20. Hanedan: Ramesside dönemi

III. Ramses'in Horus ve Seth ile birlikte grup heykeli, 20. hanedan, Medinet Habu.
III. Ramses'in Horus ve Seth ile birlikte grup heykeli, 20. hanedan, Medinet Habu.

III. Ramses, 20. hanedanın ikinci kralı, genellikle Yeni Krallık Mısırı'nın son "büyük" firavunu olarak kabul edilir. Tüm hükümdarlığı II. Ramses'inkinden sonra şekillenmiştir ve aynı zamanda Deniz Halklarını ve Hititleri yenen stratejik bir savaşçı hükümdar olarak tasvir edilmiştir. Ancak tıpkı atası gibi onun da uzun süren hükümdarlığı Mısır'ın siyasi ve ekonomik egemenliğinin çöküşüyle aynı döneme denk gelmiştir.

İktidarı başarılı bir şekilde merkezileştirmesine, Mısır'ın sınırlarını korumasına ve Mısır devletini genişletmesine rağmen, Amun rahiplerinin Eski Krallık'ta olduğu gibi halk ile tanrılar arasında aracı olarak hareket etme yetkisine sahip olması nedeniyle firavunluk makamının prestijinde bir düşüş yaşandı. III. Ramses'in hükümdarlığının 29. yılında Deir el-Medina işçi mezrasındaki seçkin mezar ustaları ve zanaatkârlar için yiyecek stokları tükenince greve gittiler ve bu Mısır tarihindeki ilk işçi grevi oldu.

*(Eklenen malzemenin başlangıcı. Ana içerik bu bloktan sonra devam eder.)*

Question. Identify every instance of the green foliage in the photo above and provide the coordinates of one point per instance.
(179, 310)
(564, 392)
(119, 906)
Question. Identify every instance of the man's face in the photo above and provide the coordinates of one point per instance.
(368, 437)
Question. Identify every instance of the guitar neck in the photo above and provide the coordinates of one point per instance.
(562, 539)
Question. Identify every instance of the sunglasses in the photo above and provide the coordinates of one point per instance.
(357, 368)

Yeni Krallık'ın Yıkılması ile Mısır Üçüncü Ara Dönem'e Girdi

Sonraki Ramesses hükümdarları, inşaat projeleri aracılığıyla Mısır'ın geçmişindeki büyük kral ve firavunların mirasını yaşatmak için girişimlerde bulundular, ancak hükümdarlıkları genellikle kısa sürdü ve Mısır imparatorluğu gerilemeye devam etti. VI. Ramses'in mezarı tarihçilerin gözünde ikonik hale gelmiştir. Bunun sebebinin içinde saklı olan muazzam miktardaki altın olduğunu düşünürseniz yanılmış olursunuz. Mezardaki çalışmalar sırasında orijinal Tutankamon mezarı yanlışlıkla gömülü kalmıştır. Bu durum, 1922 yılında Carter-Carnarvon keşif ekibi tarafından keşfedilene kadar mezarın soygunculardan korunmasını sağladı.

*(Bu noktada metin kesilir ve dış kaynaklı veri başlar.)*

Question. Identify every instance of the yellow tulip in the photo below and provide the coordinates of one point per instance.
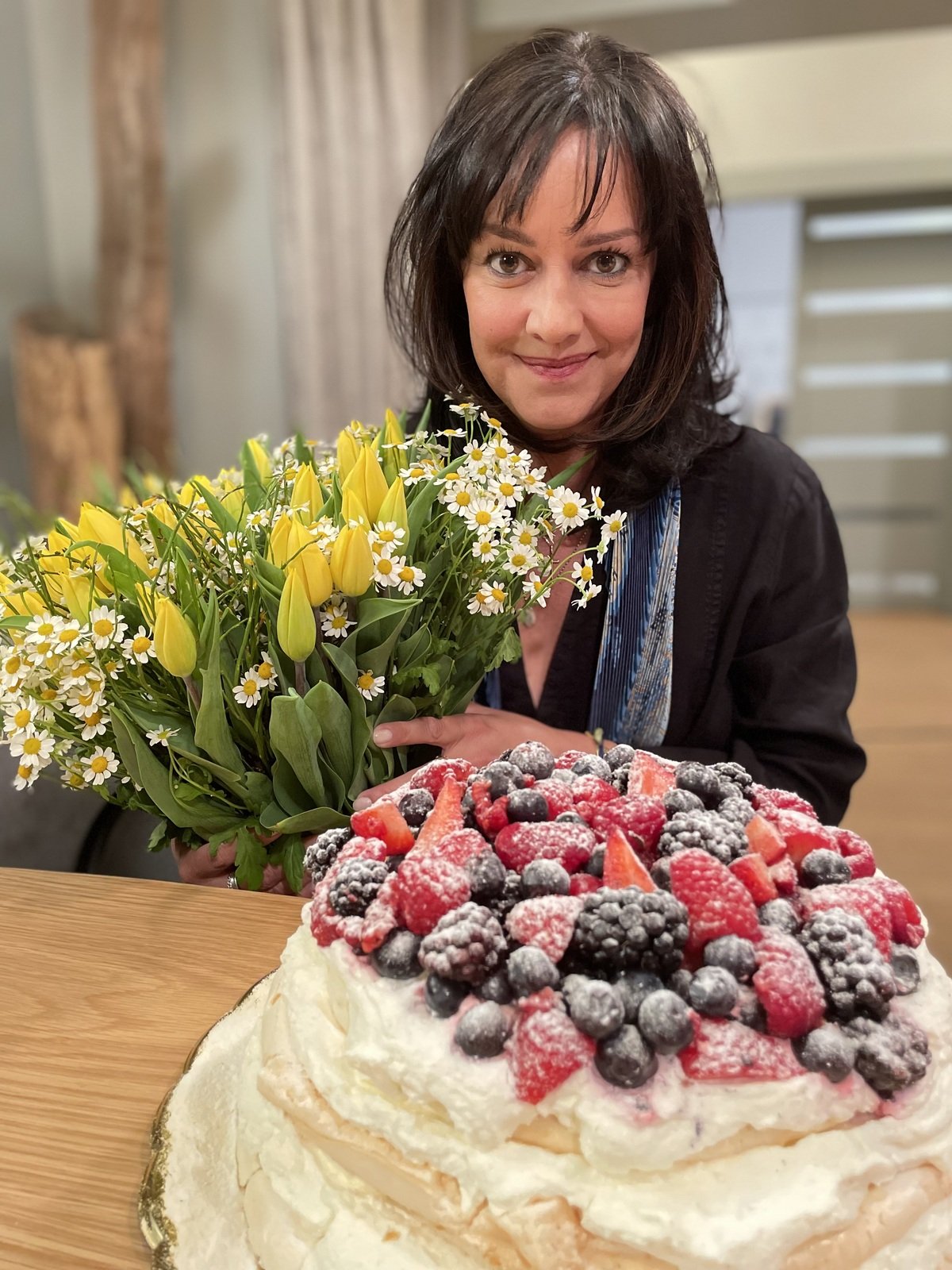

Yeni Krallık Mısır'ının son hükümdarı XI. Ramses döneminde mezar yağmacılığı rekor seviyelere ulaştı. Onun etkisi azaldığında, Amun'un baş rahibi Herihor liderliğindeki güney ordusu Teb'i fethetti ve kendilerini Yukarı Mısır'ın fiili yöneticileri olarak kabul ettirdi. XI. Ramses'in ölümünden önce bile, Aşağı Mısır valisi Smendes öne çıkmış ve tüm bölgeden etkin bir şekilde sorumlu olmuştu. XI. Ramses, selefi II. Ramses tarafından kurulan yeni başkent Pi-Ramesses'in birkaç kilometre ötesindeki küçük bir alanda yetki sahibiydi.

XI. Ramses'in ölümü ve halefi I. Smendes tarafından gömülmesiyle 20. hanedanlık ve Yeni Mısır Krallığı sona erdi. Hanedan 21, Smendes tarafından Tanis'te kurulmuş ve Üçüncü Ara Dönem'in başlangıcını işaret etmiştir.